Kleopatra of Epirus - I use the alternate spelling to remind everyone that this is NOT that simpering Ptolemaic 'Egyptian' - she's also one of the only legitimate female rulers of Classical Greece.

OR, something to think about, we could drop back and try one of the Mycenean Pre-Classical/Bronze Age (academically, the Helladic Period of Greek history) Greek Leaders: Nestor or Agamemnon, and put together a 'Greek' Civ that more closely resembles the Vikings than Periclean Athens!
 
OR, something to think about, we could drop back and try one of the Mycenean Pre-Classical/Bronze Age (academically, the Helladic Period of Greek history) Greek Leaders: Nestor or Agamemnon, and put together a 'Greek' Civ that more closely resembles the Vikings than Periclean Athens!

That would be pretty cool actually. Those who protest that Iliadic figures weren't properly "Greek" might be persuaded by the fact that Homer's poem basically constituted classical Greek cultural self-consciousness later anyway.

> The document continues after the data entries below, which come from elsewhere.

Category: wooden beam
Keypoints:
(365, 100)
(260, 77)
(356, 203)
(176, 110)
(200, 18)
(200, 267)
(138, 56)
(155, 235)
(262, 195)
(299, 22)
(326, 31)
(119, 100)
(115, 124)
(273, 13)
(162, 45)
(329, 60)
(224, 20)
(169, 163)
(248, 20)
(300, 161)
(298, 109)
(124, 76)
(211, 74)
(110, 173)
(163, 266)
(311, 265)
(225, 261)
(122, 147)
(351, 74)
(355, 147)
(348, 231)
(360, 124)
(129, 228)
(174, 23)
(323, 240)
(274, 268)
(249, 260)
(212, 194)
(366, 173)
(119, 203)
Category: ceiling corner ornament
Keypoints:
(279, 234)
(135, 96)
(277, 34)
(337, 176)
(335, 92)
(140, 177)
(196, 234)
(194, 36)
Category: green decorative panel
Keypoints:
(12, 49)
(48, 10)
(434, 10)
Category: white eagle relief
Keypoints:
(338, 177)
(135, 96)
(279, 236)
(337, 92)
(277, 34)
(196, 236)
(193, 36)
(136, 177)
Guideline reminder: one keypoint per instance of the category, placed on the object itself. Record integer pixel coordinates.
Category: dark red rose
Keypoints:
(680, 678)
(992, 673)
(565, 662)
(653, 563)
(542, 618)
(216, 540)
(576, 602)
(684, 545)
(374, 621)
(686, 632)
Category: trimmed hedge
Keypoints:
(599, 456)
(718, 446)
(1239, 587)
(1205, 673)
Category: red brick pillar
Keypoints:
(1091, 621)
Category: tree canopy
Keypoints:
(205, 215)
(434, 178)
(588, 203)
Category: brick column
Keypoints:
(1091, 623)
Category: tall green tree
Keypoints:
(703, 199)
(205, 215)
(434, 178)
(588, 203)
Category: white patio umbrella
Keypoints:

I would personally vote for Achilles, if dipping into the territory of legendary figures fits the ethos of the game elsewhere; then you could have something like Romulus or Numa Pompeius for Rome. That would give a lot of new flavor, since the actual historical civilizations as we know them did believe in the literal existence of these people and regarded them as "founding fathers."